Born Catherine D, Divaris Kimon, Zeldin Leslie P, Rozier R Gary
Department of Orthodontics, School of Dentistry, University of North Carolina, Chapel Hill, NC, USA.
Department of Pediatric Dentistry, School of Dentistry, University of North Carolina, Chapel Hill, NC, USA.
J Public Health Dent. 2016 Sep;76(4):276-286. doi: 10.1111/jphd.12152. Epub 2016 Mar 16.
This study examined young, preschool children's oral health-related quality of life (OHRQoL) among a community-based cohort of English and Spanish-speaking parent-child dyads in North Carolina, and sought to quantify the association of parent/caregiver characteristics, including spoken language, with OHRQoL impacts.

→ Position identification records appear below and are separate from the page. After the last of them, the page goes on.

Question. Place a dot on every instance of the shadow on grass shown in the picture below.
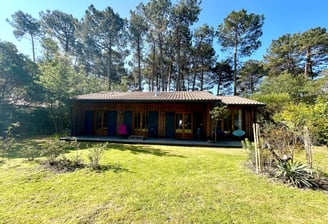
(114, 168)
(38, 144)
(138, 149)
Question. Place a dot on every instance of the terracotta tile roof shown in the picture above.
(237, 100)
(181, 96)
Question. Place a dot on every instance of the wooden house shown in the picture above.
(179, 115)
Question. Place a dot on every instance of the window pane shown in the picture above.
(99, 117)
(187, 121)
(137, 118)
(179, 121)
(145, 120)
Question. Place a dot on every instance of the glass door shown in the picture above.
(183, 125)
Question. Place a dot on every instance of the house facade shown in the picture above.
(178, 115)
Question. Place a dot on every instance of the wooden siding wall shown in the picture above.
(79, 111)
(79, 114)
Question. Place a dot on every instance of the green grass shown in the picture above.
(155, 184)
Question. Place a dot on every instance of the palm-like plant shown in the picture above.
(296, 174)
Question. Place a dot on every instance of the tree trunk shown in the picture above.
(308, 64)
(33, 48)
(235, 71)
(139, 64)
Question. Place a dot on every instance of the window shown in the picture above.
(140, 120)
(102, 120)
(183, 123)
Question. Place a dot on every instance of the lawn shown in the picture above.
(155, 184)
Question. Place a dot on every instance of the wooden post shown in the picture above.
(256, 147)
(308, 148)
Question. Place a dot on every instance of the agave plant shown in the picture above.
(296, 174)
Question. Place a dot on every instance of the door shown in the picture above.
(183, 125)
(153, 124)
(169, 125)
(112, 123)
(127, 120)
(88, 122)
(198, 126)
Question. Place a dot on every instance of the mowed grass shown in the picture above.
(155, 184)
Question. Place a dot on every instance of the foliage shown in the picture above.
(251, 75)
(61, 26)
(296, 174)
(241, 32)
(30, 152)
(95, 154)
(53, 149)
(298, 53)
(25, 24)
(8, 142)
(266, 158)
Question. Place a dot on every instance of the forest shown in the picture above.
(158, 48)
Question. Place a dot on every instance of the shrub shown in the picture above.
(265, 155)
(95, 155)
(296, 174)
(53, 149)
(30, 152)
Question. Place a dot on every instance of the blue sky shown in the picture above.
(281, 16)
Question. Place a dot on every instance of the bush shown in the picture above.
(95, 155)
(266, 157)
(296, 174)
(30, 152)
(53, 149)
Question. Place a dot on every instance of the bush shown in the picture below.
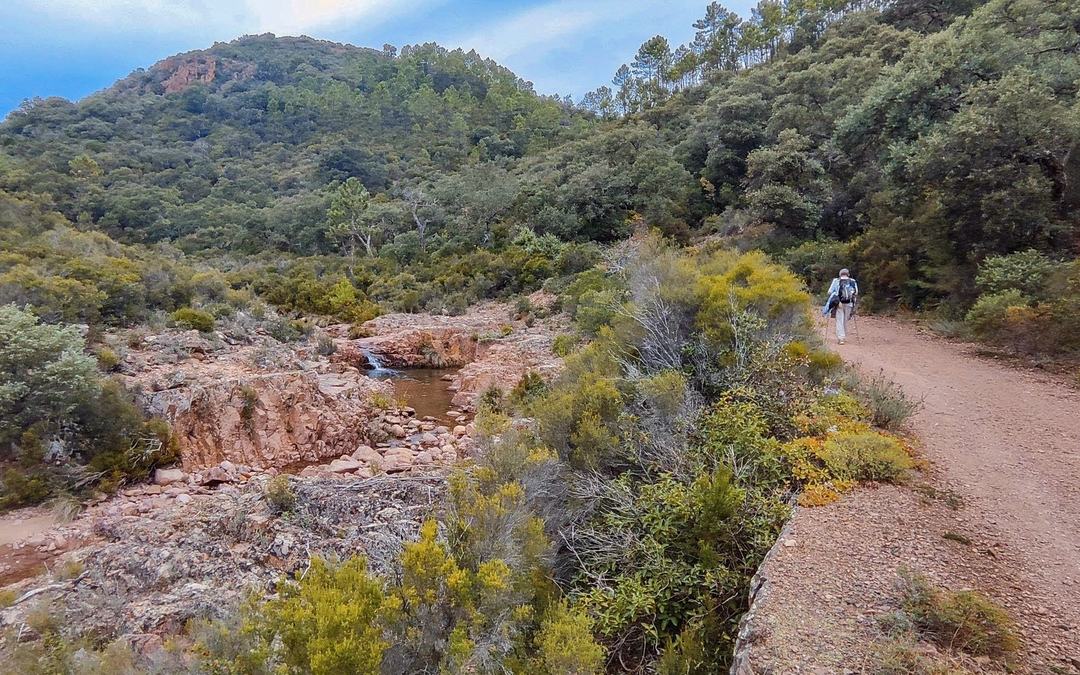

Data from structured interviews with 1,111 parents of children aged 6-23 months enrolled in the Zero-Out Early Childhood Caries study in 2010-2012 were used. OHRQoL was measured using the overall score (range: 0-52) of the Early Childhood Oral Health Impact Scale (ECOHIS). We examined associations with parents' sociodemographic characteristics, spoken language, self-reported oral and general health, oral health knowledge, children's dental attendance, and dental care needs. Analyses included descriptive, bivariate, and multivariate methods based upon zero-inflated negative binomial regression. To determine differences between English and Spanish speakers, language-stratified model estimates were contrasted using homogeneity χ tests.
The mean overall ECOHIS score was 3.9 [95% confidence interval (CI) = 3.6-4.2]; 4.7 among English-speakers and 1.5 among Spanish speakers. In multivariate analyses, caregivers' education showed a positive association with OHRQoL impacts among Spanish speakers [prevalence ratio (PR) = 1.12 (95% CI = 1.03-1.22), for every added year of schooling], whereas caregivers' fair/poor oral health showed a positive association among English speakers (PR = 1.20; 95% CI = 1.02-1.41).
The overall severity of ECOHIS impacts was low among this population-based sample of young, preschool children, and substantially lower among Spanish versus English speakers. Further studies are warranted to identify sources of these differences in - actual or reported - OHRQoL impacts.
本研究调查了北卡罗来纳州一个以社区为基础的、由说英语和西班牙语的亲子二元组组成的队列中幼儿与口腔健康相关的生活质量(OHRQoL),并试图量化包括口语语言在内的父母/照顾者特征与OHRQoL影响之间的关联。
使用了2010 - 2012年参与“零龋齿幼儿龋病”研究的1111名6 - 23个月儿童的父母的结构化访谈数据。OHRQoL使用幼儿口腔健康影响量表(ECOHIS)的总分(范围:0 - 52)进行测量。我们研究了与父母的社会人口学特征、口语语言、自我报告的口腔和总体健康状况、口腔健康知识、儿童的牙科就诊情况以及牙科护理需求之间的关联。分析包括基于零膨胀负二项回归的描述性、双变量和多变量方法。为了确定说英语和西班牙语者之间的差异,使用同质性χ检验对比了按语言分层的模型估计值。
ECOHIS的总体平均得分是3.9[95%置信区间(CI)= 3.6 - 4.2];说英语者中为4.7,说西班牙语者中为1.5。在多变量分析中,照顾者的教育程度在说西班牙语者中与OHRQoL影响呈正相关[每增加一年教育的患病率比(PR)= 1.12(95% CI = 1.03 - 1.22)],而照顾者的口腔健康状况一般/较差在说英语者中呈正相关(PR = 1.20;95% CI = 1.02 - 1.41)。
在这个以人群为基础的幼儿样本中,ECOHIS影响的总体严重程度较低,说西班牙语者与说英语者相比明显更低。有必要进一步开展研究,以确定这些在实际或报告的OHRQoL影响方面差异的来源。